In India, quasi-fiscal costs were about 0.56 percent of GDP in both 2001-02 and 2002-03. If reserves were to rise to USD 100 billion next year, quasi-fiscal costs could rise to 0.67 per cent of GDP or roughly 11 per cent of the interest expenses of GOI.
If USD 25 billion are added to reserves in 2003-04, then with an average interest differential over the year of 4 percent, there will be an additional cost of Rs.4,500 crore to the RBI.

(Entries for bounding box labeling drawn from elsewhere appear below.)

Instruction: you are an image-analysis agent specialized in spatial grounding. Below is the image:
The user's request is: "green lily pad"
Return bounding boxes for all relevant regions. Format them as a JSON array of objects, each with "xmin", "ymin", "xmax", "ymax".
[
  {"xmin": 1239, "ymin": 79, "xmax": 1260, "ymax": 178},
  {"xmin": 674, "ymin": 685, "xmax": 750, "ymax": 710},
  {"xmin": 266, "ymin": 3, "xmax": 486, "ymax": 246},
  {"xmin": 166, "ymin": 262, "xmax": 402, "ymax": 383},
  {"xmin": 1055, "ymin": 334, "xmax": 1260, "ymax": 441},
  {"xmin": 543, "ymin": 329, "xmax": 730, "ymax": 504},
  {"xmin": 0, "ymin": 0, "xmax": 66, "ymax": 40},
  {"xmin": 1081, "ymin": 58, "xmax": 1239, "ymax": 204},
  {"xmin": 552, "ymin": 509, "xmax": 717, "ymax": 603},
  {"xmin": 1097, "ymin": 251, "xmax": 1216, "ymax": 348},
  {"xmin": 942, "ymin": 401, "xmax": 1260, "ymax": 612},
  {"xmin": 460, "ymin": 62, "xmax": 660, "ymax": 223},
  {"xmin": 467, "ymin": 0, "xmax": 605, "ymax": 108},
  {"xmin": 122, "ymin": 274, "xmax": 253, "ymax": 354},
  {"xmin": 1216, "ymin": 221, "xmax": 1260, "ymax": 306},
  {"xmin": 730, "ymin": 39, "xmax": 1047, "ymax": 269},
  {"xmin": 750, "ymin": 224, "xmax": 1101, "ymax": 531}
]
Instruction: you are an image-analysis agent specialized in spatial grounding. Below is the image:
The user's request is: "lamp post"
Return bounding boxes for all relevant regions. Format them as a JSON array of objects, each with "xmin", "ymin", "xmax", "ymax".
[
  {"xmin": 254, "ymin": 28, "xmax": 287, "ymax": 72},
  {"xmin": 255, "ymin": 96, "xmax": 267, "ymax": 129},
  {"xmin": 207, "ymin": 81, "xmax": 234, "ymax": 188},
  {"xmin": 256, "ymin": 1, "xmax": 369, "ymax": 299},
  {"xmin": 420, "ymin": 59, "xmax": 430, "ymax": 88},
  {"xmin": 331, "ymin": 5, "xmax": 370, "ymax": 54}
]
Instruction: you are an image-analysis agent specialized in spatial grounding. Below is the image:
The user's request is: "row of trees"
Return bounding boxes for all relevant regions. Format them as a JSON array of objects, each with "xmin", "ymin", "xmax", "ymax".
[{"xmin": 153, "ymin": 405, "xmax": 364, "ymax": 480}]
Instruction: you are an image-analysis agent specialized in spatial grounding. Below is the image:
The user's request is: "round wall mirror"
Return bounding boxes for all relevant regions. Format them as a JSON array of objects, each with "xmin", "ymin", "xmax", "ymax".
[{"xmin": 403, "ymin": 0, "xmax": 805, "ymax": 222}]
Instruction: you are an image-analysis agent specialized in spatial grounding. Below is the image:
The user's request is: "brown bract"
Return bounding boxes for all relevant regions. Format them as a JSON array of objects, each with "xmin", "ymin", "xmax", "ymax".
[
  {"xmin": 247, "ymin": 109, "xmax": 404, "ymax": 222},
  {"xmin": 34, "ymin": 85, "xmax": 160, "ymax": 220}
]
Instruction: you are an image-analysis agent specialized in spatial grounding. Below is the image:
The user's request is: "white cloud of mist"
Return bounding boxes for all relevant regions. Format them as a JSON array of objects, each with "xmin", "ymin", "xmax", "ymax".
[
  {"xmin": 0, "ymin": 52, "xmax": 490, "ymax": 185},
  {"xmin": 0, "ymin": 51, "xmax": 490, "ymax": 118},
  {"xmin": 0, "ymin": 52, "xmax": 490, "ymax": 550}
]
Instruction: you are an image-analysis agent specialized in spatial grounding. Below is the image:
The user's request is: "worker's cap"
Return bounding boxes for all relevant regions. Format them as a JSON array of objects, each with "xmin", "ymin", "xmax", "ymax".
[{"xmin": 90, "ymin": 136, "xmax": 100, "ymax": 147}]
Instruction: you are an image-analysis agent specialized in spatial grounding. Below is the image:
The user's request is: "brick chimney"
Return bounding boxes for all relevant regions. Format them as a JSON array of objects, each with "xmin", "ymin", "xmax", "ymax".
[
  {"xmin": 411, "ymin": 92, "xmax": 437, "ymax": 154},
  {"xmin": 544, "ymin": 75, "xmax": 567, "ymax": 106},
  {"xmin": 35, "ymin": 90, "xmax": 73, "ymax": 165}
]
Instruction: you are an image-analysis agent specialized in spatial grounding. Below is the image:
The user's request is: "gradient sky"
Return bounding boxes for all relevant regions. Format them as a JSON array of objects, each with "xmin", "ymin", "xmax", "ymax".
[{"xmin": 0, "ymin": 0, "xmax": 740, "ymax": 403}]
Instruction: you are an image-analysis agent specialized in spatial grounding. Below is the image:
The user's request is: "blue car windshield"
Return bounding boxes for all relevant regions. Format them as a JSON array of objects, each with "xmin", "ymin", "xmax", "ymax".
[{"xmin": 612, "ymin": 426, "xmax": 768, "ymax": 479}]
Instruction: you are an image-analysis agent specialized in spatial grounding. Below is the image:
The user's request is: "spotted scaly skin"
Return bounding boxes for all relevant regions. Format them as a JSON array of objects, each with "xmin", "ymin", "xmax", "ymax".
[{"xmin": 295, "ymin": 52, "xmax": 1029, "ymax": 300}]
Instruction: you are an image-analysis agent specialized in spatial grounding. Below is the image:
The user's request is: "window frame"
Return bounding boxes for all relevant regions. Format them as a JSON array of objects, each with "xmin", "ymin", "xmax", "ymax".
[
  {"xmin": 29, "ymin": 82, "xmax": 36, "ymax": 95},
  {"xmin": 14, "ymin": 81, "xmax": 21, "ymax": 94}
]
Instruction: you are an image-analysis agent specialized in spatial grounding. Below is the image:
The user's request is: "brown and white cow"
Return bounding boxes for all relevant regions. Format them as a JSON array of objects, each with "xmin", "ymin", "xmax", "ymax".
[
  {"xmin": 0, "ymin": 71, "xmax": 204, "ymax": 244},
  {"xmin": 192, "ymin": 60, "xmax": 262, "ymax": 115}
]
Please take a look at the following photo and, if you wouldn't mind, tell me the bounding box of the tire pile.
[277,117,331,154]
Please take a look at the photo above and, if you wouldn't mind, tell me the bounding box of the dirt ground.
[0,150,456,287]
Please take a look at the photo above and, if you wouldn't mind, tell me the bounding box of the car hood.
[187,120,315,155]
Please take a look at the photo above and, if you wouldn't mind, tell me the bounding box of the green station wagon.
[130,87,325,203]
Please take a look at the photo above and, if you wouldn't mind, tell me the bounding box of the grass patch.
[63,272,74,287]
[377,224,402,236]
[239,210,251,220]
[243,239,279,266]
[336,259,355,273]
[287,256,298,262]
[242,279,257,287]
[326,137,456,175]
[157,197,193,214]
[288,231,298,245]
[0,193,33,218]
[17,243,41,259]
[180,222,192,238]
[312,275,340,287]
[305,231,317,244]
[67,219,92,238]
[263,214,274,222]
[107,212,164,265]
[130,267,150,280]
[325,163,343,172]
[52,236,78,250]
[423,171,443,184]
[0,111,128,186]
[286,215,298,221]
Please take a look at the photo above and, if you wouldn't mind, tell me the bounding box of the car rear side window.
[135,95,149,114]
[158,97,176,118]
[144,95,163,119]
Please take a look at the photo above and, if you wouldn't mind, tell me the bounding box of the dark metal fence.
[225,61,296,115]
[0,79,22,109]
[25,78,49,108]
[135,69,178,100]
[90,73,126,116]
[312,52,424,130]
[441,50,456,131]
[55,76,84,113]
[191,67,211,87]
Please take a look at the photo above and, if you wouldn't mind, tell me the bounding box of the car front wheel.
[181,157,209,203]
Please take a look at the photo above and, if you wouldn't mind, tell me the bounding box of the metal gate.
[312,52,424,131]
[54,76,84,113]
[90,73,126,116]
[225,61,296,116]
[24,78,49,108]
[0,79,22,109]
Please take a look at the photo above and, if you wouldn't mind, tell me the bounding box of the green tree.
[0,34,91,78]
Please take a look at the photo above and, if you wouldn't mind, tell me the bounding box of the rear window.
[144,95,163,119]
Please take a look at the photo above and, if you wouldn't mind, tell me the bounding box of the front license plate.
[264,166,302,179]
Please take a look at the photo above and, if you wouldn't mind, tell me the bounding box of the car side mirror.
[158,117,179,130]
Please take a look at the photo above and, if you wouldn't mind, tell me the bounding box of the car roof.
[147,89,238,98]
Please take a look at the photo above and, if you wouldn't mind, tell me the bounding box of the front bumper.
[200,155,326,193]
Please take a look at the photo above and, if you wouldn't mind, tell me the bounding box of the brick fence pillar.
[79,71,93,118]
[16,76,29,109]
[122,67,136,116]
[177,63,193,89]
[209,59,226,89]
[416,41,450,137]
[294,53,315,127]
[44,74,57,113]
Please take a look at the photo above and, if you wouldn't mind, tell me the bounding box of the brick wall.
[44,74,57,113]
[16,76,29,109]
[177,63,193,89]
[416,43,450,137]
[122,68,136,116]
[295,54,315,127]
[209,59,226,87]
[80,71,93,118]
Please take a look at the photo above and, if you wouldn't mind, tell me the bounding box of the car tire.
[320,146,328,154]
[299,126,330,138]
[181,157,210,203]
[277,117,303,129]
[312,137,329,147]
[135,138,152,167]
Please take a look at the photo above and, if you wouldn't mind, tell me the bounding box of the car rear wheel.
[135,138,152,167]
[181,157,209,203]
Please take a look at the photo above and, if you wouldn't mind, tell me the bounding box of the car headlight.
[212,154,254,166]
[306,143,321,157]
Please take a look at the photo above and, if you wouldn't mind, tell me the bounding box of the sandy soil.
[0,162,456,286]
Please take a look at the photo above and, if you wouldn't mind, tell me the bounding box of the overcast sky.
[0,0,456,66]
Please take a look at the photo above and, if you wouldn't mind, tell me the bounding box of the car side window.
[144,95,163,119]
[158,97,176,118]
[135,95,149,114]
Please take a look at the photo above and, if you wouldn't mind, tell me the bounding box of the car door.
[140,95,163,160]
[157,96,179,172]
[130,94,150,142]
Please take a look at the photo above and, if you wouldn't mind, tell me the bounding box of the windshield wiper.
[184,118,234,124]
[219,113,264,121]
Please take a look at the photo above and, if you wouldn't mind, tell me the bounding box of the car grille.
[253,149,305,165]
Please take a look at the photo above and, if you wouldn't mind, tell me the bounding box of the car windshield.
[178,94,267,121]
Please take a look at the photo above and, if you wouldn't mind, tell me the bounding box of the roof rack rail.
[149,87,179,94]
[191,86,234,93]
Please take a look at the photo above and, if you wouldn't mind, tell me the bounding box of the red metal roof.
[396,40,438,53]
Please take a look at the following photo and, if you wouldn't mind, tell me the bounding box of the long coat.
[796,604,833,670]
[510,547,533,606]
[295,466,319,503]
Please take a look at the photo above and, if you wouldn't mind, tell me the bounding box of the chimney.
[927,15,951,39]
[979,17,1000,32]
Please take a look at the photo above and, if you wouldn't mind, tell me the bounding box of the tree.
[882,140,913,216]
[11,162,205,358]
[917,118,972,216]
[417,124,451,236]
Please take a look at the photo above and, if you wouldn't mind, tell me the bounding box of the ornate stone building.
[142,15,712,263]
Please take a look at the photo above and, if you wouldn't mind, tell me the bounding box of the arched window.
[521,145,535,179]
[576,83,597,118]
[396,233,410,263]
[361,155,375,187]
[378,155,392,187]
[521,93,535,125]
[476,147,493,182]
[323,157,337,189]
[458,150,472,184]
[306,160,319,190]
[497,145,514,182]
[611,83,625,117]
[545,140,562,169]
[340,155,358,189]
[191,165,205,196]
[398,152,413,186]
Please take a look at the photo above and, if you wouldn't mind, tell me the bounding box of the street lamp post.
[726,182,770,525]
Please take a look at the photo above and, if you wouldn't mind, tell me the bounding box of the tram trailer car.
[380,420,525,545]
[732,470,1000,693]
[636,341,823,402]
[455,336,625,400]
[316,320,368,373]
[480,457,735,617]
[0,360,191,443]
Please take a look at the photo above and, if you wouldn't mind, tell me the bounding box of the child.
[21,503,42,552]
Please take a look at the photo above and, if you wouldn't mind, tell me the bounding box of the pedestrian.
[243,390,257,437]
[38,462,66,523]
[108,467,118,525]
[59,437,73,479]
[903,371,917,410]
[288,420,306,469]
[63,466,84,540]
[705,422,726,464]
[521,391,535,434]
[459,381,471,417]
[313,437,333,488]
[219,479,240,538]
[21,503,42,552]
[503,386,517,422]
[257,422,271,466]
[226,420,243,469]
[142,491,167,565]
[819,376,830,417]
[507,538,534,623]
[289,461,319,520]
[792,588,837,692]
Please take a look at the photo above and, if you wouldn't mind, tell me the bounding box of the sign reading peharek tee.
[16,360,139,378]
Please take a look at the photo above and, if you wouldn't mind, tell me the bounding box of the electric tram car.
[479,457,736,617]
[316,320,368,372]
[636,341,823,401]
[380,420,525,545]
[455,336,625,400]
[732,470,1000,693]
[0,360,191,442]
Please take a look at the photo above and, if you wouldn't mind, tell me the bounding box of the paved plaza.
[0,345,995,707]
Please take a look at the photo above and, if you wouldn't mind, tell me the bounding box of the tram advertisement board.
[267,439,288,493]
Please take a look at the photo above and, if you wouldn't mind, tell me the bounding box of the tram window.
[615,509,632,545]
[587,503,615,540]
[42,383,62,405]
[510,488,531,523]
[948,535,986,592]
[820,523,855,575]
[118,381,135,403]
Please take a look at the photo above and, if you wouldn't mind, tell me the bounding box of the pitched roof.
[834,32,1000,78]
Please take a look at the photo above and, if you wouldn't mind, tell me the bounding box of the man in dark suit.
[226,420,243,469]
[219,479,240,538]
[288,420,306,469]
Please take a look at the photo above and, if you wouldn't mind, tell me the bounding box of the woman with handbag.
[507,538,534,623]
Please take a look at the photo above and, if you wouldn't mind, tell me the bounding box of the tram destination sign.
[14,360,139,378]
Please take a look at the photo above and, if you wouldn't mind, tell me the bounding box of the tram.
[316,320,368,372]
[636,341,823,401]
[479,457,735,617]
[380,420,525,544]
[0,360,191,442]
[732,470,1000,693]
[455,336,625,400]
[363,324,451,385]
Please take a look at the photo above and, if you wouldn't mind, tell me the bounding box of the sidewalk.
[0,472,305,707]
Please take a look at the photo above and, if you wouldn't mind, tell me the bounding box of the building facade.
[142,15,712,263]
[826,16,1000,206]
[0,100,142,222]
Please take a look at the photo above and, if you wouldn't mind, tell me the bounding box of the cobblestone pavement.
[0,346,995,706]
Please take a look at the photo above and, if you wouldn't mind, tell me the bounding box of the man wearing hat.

It is another matter that the RBI does not hold enough government securities to sterilise USD 25 billion to its reserves, if it chooses to add them. During 2002-03, to ensure that the RBI has a sufficient stock of marketable securities, the GOI converted large amounts of Special Securities issued earlier to RBI into marketable securities.
The RBI has set up a working group to look into the issue of RBI bonds that can be used to sterilise the monetary impact of reserve accumulation. Currently this is prohibited by RBI Act, 1935. Even if the Act is amended and RBI is allowed to issue bonds against its dollar reserves, the interest it would pay is likely to be higher than what it receives on US T-bills and the quasi-fiscal costs would not be reduced.
If there was fiscal transparency in the Indian system and next year's budget earmarked a sum of Rs.4,500 crore of taxpayers money for adding USD 25 billion to reserves, the government would have to clearly indicate the benefits from this additional accumulation. However, as it is in the case of defence expenditure, the government can impose these costs on the public and get away by appealing to nationalist sentiments.
The author is at ICRIER. These are her personal views.